Uma entrada simples, quase
identificada como um alçapão vertical, dava acesso ao convés inferior, onde a
desorganização e sujeira tomava conta. O grupo acostumou-se a deixar a entrada
para o convés inferior sempre escancarada, de modo que qualquer barulho no piso
superior pudesse ser ouvido com maior fluidez lá embaixo.
A
primeira vez que viram o convés inferior, os aventureiros notaram que este
precisava de alguma arrumação e, foi isso que fizeram. Estocaram os caixotes,
enrolaram as cordas de cânhamo que haviam em demasia, bateram os finos colchões
impregnados de poeira e estenderam as redes em varais improvisados,
esfregando-as no intuito de livrar-se do mofo. Logo transformaram o lugar em
algo aproveitável.
Descobriram
um forno a lenha com algum estoque de carvão e desemborcaram uma mesa de pernas
frouxas onde podiam realizar seus lanches. Nunca usaram o forno, pois
carregavam a comida da viagem e não havia nada que pudessem fritar – chegaram a
cogitar o ofício da pesca, mas decidiram que qualquer criatura trazida daquele
rio lamacento poderia ser uma ameaça. Além disso a fuligem cobria o convés
inferior com uma nuvem preta e, apesar de haver frestas e até uma condução que
levava a fumaça para fora da caravela, esta não funcionava adequadamente e
deixava o dormitório cheirando à madeira queimada.
Finalmente, localizado na
extremidade inferior da embarcação, havia um baú. O depositório estava cercado
de runas de proteção que Aramyn reconheceu como as mesmas usadas na criação de
um círculo de proteção. Acima do baú havia um esqueleto perfeito, segurando uma
lâmina curvada que não havia sucumbido às ações do tempo, e cercado pelo limo e
a umidade do lugar.
Aramyn não havia detectado qualquer presença
maligna, portanto livrou-se da ossada e permitiu, mesmo sob desconfiança, que o
Ceifador tentasse abrir o depósito que se revelou apenas emperrado no final das
contas. O exorcista analisou cada insígnia três vezes, tateando com a ponta dos
dedos cada curva e baixo relevo. Logo depois revelou à Ragnar o achado,
reforçando sua teoria de que o baú era um tipo de prisão.
-
Então, talvez consigamos algumas respostas com ele. – afirmou Ragnar
afastando-se do baú.
-
Mas, como você pretende arrancar mais informações de um baú?
-
Não do baú. – o anão recolheu o esqueleto e o moldou inteiro em cima do
depósito.
Não era a primeira vez que Ragnar
comunicava-se com os mortos. A habilidade chamou a atenção do Ceifador que,
debaixo de seu capuz, manteve-se atento à negociação necromântica. Foram poucas
as palavras sussurradas para a conjuração da magia. Ragnar tocou a parte
superior do crânio e o apertou enquanto pronunciava as palavras que o
conduziria ao milagre. Todos no recinto escutaram o barulho de ossos estalando
e, enfim, a mandíbula arreganhando-se para dar passagem a um sonoro eco de
respiração profunda.
“Quem
se pronuncia?”
“Sou
Apuanã, o filho dos ventos.”
“O
que faz nessa embarcação?”
“Sou
o veleiro, o timoneiro e o vigilante.”
“Qual
o propósito deste baú?”
“Aprisionar.
”
“
Aprisionar o quê?”
“Qualquer
mal que predominar no espírito da floresta.”
“Quanto
tempo durará essa viagem?”
“Muito
menos do que os mortais possam desconfiar.”
E então abandonou os
questionamentos. O baú foi esquecido. Era muito pesado e grande para ser
carregado. Concordaram que o círculo de proteção poderia ser desenhado pelos
clérigos e que, inclusive, havia um exorcista no grupo habituado a fazer isso.

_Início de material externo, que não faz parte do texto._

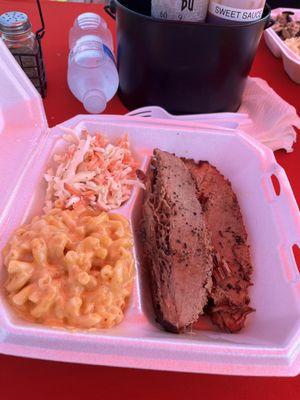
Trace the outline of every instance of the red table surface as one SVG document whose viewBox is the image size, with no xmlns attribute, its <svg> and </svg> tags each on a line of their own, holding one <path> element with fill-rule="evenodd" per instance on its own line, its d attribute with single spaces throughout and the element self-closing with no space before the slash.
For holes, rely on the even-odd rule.
<svg viewBox="0 0 300 400">
<path fill-rule="evenodd" d="M 43 39 L 47 69 L 48 95 L 44 101 L 50 126 L 65 121 L 84 109 L 69 92 L 66 83 L 68 32 L 74 18 L 85 11 L 105 16 L 112 32 L 114 22 L 102 6 L 78 3 L 43 2 L 46 35 Z M 35 27 L 38 14 L 34 1 L 0 0 L 0 13 L 8 10 L 27 12 Z M 260 45 L 252 76 L 265 79 L 300 113 L 300 86 L 289 80 L 281 60 L 275 59 L 264 41 Z M 117 96 L 108 104 L 108 114 L 124 114 L 126 108 Z M 298 204 L 300 144 L 294 152 L 276 152 L 285 168 Z M 199 396 L 209 399 L 300 399 L 300 376 L 297 378 L 254 378 L 196 375 L 172 372 L 143 371 L 100 366 L 65 364 L 0 355 L 0 399 L 183 399 Z"/>
</svg>

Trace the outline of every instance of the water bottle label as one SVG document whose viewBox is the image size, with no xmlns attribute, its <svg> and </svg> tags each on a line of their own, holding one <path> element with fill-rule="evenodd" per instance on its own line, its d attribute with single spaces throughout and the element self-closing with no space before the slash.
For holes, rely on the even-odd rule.
<svg viewBox="0 0 300 400">
<path fill-rule="evenodd" d="M 115 60 L 115 57 L 114 57 L 112 51 L 111 51 L 110 48 L 107 47 L 105 44 L 103 45 L 103 51 L 104 51 L 104 53 L 107 54 L 108 57 L 114 62 L 114 64 L 116 64 L 116 60 Z"/>
<path fill-rule="evenodd" d="M 224 6 L 223 4 L 211 1 L 209 4 L 209 13 L 216 17 L 235 22 L 252 22 L 259 20 L 263 15 L 263 8 L 241 9 Z"/>
<path fill-rule="evenodd" d="M 208 0 L 152 0 L 153 17 L 179 21 L 204 21 Z"/>
</svg>

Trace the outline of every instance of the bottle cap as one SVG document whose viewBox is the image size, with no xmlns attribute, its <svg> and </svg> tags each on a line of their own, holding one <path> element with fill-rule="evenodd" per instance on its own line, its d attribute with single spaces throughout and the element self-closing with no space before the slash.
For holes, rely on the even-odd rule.
<svg viewBox="0 0 300 400">
<path fill-rule="evenodd" d="M 90 114 L 102 113 L 107 104 L 105 94 L 101 90 L 89 90 L 83 97 L 83 106 Z"/>
<path fill-rule="evenodd" d="M 32 25 L 25 13 L 9 11 L 0 15 L 0 31 L 6 35 L 22 35 L 31 28 Z"/>
<path fill-rule="evenodd" d="M 81 29 L 97 29 L 100 26 L 104 29 L 107 28 L 107 23 L 100 15 L 95 13 L 83 13 L 77 17 L 77 24 Z"/>
</svg>

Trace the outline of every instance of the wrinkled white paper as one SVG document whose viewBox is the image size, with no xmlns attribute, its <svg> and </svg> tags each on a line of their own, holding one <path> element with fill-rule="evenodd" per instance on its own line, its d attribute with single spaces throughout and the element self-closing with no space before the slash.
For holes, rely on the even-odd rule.
<svg viewBox="0 0 300 400">
<path fill-rule="evenodd" d="M 152 16 L 156 18 L 203 22 L 208 0 L 152 0 Z"/>
<path fill-rule="evenodd" d="M 246 113 L 253 124 L 242 128 L 248 135 L 272 150 L 293 151 L 297 140 L 294 127 L 300 129 L 300 118 L 295 107 L 283 100 L 260 78 L 248 78 L 239 112 Z"/>
</svg>

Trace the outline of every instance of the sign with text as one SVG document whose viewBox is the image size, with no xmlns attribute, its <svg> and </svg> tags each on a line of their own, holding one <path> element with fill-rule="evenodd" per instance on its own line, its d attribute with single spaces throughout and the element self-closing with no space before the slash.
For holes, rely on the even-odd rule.
<svg viewBox="0 0 300 400">
<path fill-rule="evenodd" d="M 152 16 L 178 21 L 204 21 L 208 0 L 152 0 Z"/>
</svg>

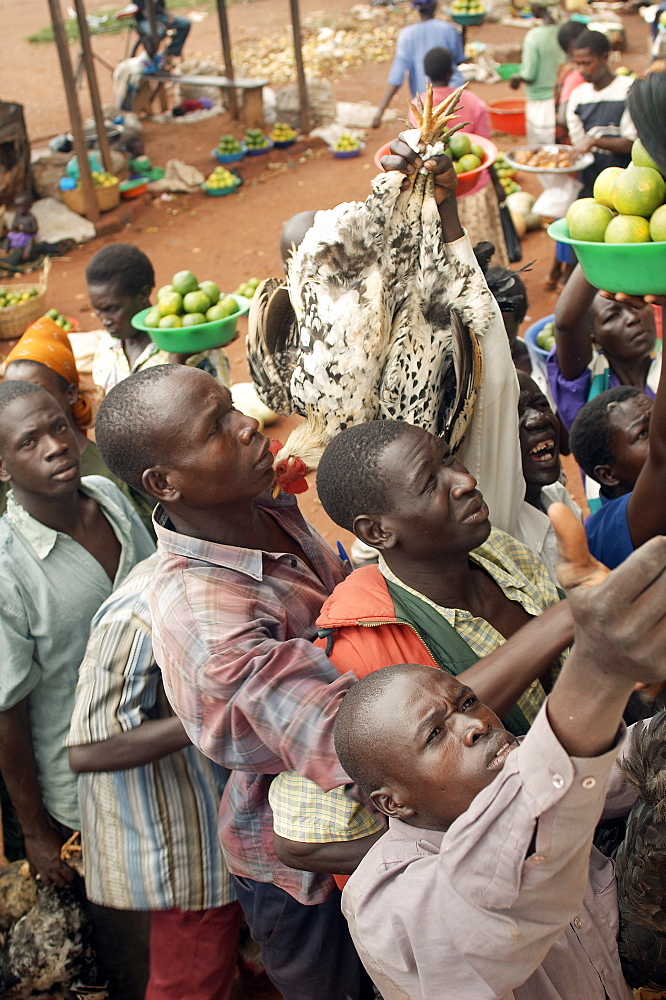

Não perturbaram mais a alma de Apuaña, mas descobriram que a embarcação, enfim,
era conduzida por algo que estava além da lógica e prosseguiram viagem
acostumando-se com os percalços e desafios na trajetória indicada pelo rio
Aomame.
***
O som do arrastar do casco da
caravela sobre a lama das profundezas do rio Aomame finalmente indicara que a
viagem fluvial havia se encerrado. Os aventureiros se entreolharam confusos de
suas convicções. Estavam viajando a algum tempo sem enfrentar qualquer
percalço, mesmo assim, pareciam exaustos, como se a ansiedade tivesse devorado
suas vontades.
Mesmo
assim pisaram na lama do Pântano das Moscas e sentiram a mistura do alívio da
terra firme e a angústia do ambiente pintado de cinza e a muito não visitado
por heróis. Observaram o céu carregado, as nuvens suportando um peso a dias com
a intenção de, propositalmente, derramar-se sobre eles.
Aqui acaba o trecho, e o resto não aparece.